Thanks for reviving this cool old thread! 8)
Well, are you referring to the bright patch of light on the wall contrasted to the dark/shadowy space between the patch of light and the curtain? (I recall folks in the past discussing that patch of light in depth... but I don't quite recall what the observations about it were).
Did you also notice that that spooky blue light is in the scene, just like in the last post you made way back when?? Cool!!
Um, if you guys don't mind me adding this. This is not in the movie but did you know in the interview with Oprah, Jake(and Oprah) were wearing black and white clothes(yin/yang symbolism maybe)? See Jake was wearing a black suit with a white shirt, but it was in a mostly dressy way. And Oprah was wearing a white long skirt, some semi-black and white shoe heels, and a black dressy vest, blouse shirt with white rims.

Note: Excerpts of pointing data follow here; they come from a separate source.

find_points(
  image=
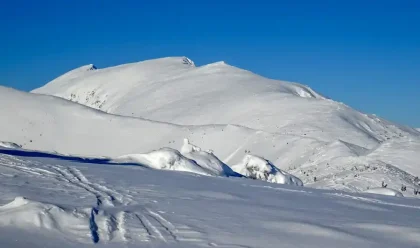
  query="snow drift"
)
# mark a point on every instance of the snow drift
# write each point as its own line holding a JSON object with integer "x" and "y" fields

Black and white will be forever in style and go great together. In fact, they're my school's colors.
A somber yin/yang on the top of Heath's memorial. Photo courtesy of Bay City John.
(http://i275.photobucket.com/albums/jj282/SanFranciscoJohn/HL/Image2.jpg)
'Nother yin-yang siting in the movie!! Watch carefully behind Jack as he and Ennis are parting after coming down from the mountain. You'll see two pieces of paper--one black, the other white--blowing across the background. I may be reading too much into it, but to me these resemble the slips of paper that Asians write prayers on, then they burn them or affix them to tree branches or statues.
The really wonderful thing is that we see these bits of trash AGAIN. Again, they are behind Jack as he bounds forward in his red jacket to embrace Ennis after four long years apart!! It made my heart leap to see them again!!